His younger sister Valerie sometimes joined us in play but girls were not encouraged to join us as we played manly games ploughing fields and other tasks we saw about us. We also visited the Costello home but my memories of it are ones of constant work by Mrs Costello particularly on Mondays washing day when the outhouse would be enveloped in clouds of steam and the washing lines would be full.
One task she delegated to Dorothy was the job of removing loose teeth in young children’s jaws. Terry would appear on the doorstep with a wobbling tooth, which would soon be removed by Dorothy in a pain free manner. A small gift from the tooth fairy helped to ease any discomfort.

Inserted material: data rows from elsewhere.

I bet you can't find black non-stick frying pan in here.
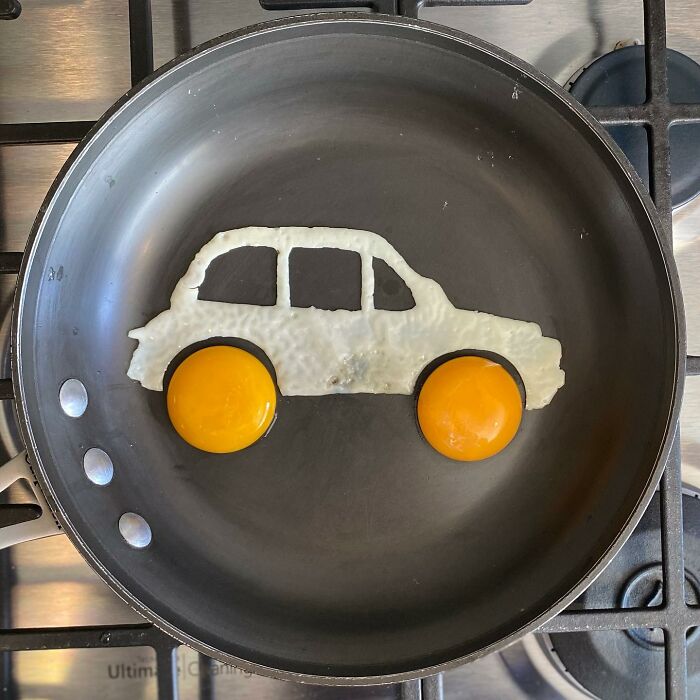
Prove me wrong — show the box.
[0,14,685,684]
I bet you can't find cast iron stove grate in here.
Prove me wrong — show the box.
[0,0,700,700]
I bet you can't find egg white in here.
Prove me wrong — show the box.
[127,227,565,409]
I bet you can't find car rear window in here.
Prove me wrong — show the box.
[198,246,277,306]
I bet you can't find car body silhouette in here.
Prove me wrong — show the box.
[128,227,564,408]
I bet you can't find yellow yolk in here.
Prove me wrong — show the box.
[168,345,277,452]
[418,356,523,461]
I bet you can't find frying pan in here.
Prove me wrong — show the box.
[3,14,685,684]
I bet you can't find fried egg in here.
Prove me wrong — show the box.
[128,227,565,458]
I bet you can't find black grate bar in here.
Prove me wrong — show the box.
[156,637,179,700]
[0,122,95,146]
[644,0,672,235]
[129,0,153,85]
[421,674,444,700]
[0,379,15,401]
[589,103,700,126]
[661,429,688,700]
[0,624,167,651]
[537,607,667,634]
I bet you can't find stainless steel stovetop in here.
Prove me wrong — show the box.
[0,0,700,700]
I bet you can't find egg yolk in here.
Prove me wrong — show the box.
[418,356,523,461]
[168,345,277,452]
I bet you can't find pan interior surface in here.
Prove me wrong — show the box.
[18,19,678,678]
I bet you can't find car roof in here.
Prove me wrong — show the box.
[181,226,418,289]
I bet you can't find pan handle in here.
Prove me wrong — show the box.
[0,451,63,549]
[260,0,532,17]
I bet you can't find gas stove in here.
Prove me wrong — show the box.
[0,0,700,700]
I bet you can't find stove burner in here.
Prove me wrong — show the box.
[570,46,700,207]
[546,490,700,700]
[620,564,700,651]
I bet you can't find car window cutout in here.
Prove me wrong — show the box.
[372,258,416,311]
[198,246,277,306]
[289,248,362,311]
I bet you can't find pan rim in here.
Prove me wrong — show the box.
[12,12,686,685]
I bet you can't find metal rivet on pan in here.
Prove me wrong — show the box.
[58,379,87,418]
[119,513,152,549]
[83,447,114,486]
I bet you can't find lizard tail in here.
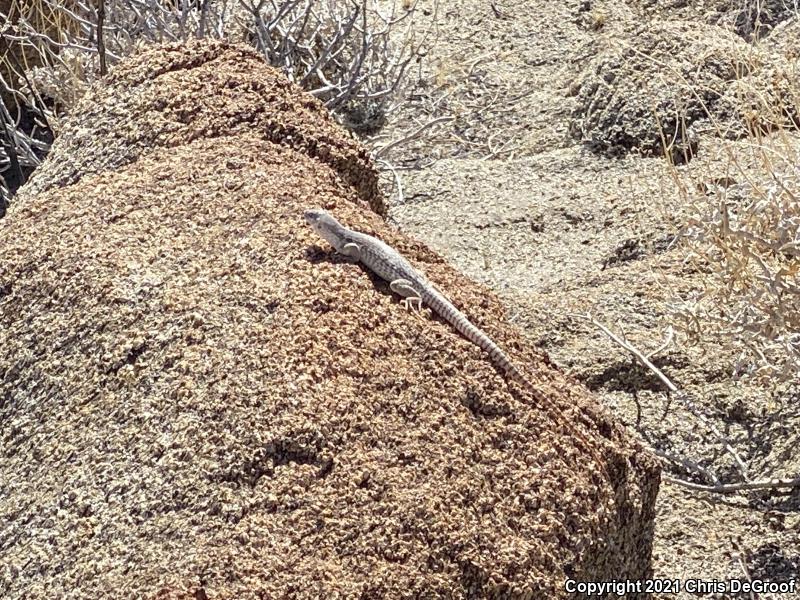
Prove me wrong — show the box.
[423,293,525,383]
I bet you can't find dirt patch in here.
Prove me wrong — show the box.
[385,0,800,599]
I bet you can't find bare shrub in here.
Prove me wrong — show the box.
[0,0,427,196]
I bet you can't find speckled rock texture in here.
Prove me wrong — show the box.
[0,43,659,599]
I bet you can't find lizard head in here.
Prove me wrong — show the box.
[303,208,345,251]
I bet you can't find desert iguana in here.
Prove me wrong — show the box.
[304,208,607,472]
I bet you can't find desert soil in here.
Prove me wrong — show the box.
[374,0,800,598]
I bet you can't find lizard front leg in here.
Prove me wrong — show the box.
[341,242,361,262]
[389,279,422,312]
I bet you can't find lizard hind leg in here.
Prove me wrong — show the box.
[389,279,422,312]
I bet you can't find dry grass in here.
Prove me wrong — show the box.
[672,59,800,384]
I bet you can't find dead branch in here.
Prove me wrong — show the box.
[579,314,749,481]
[664,477,800,494]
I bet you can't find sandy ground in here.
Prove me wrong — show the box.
[382,0,800,598]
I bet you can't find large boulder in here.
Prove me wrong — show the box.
[0,42,659,598]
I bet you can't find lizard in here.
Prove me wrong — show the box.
[303,208,608,480]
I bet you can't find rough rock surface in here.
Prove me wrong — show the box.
[0,43,659,598]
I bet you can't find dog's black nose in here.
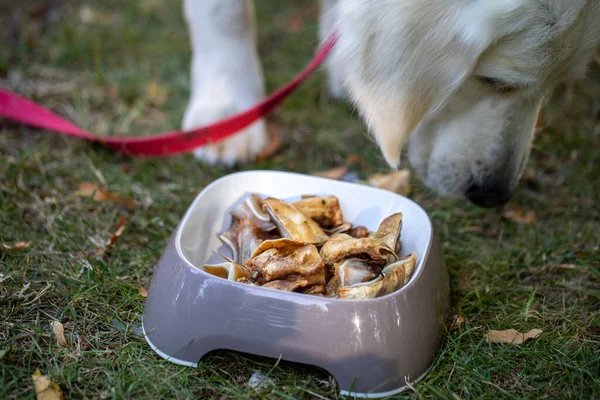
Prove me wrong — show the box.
[465,180,512,208]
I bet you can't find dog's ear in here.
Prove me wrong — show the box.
[335,0,524,167]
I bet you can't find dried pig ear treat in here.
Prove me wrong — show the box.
[293,196,344,229]
[263,198,329,244]
[338,253,417,300]
[231,193,277,232]
[202,193,417,300]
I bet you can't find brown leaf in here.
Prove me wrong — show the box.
[31,369,63,400]
[96,216,127,256]
[502,206,535,225]
[2,242,33,250]
[450,314,465,331]
[368,169,410,196]
[146,82,169,106]
[75,182,140,207]
[485,329,543,344]
[50,321,69,347]
[311,166,348,179]
[256,125,281,162]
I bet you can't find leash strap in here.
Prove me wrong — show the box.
[0,34,337,157]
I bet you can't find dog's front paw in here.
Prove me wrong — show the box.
[183,103,268,167]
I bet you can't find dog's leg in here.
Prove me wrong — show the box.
[182,0,268,166]
[319,0,345,99]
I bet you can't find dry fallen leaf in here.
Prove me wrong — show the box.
[256,125,281,162]
[502,206,535,225]
[367,169,410,196]
[96,216,127,256]
[311,167,348,179]
[50,321,69,347]
[75,182,140,207]
[2,242,33,250]
[485,329,543,344]
[450,314,465,331]
[31,369,63,400]
[146,82,169,106]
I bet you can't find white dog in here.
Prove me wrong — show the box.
[183,0,600,207]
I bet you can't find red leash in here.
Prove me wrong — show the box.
[0,34,337,156]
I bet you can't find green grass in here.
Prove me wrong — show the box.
[0,0,600,399]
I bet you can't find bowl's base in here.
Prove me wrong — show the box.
[142,321,433,399]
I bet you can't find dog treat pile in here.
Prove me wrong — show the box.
[202,194,417,299]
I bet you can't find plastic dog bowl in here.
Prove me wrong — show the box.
[143,171,450,398]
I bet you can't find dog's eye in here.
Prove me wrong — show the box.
[479,76,520,93]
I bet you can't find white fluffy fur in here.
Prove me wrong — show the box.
[184,0,600,200]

We liked to play on the lawn in front of Forest View and many photos show us playing with a wheelbarrow, small trike and a boat on sleds. Toys were in short supply and ours were usually made by local folk. One gentleman, Mr Hatch, who had his eye on Dorothy, was particularly keen on making things for us. He was I think a carpenter and would arrive on a motorcycle combination. He had no chance in his ambitions being small and with one shortened leg, thus walking with a pronounced limp. One day he arrived to take Dorothy and us kids to Salisbury museum. He took us lads but the lady of his attention opted out, how cruel.
Other neighbours to us three year old seemed more distant, the back road to Lyndhurst seeming to be very remote again we really only got to know them as we started school and would walk that way to St Andrews school.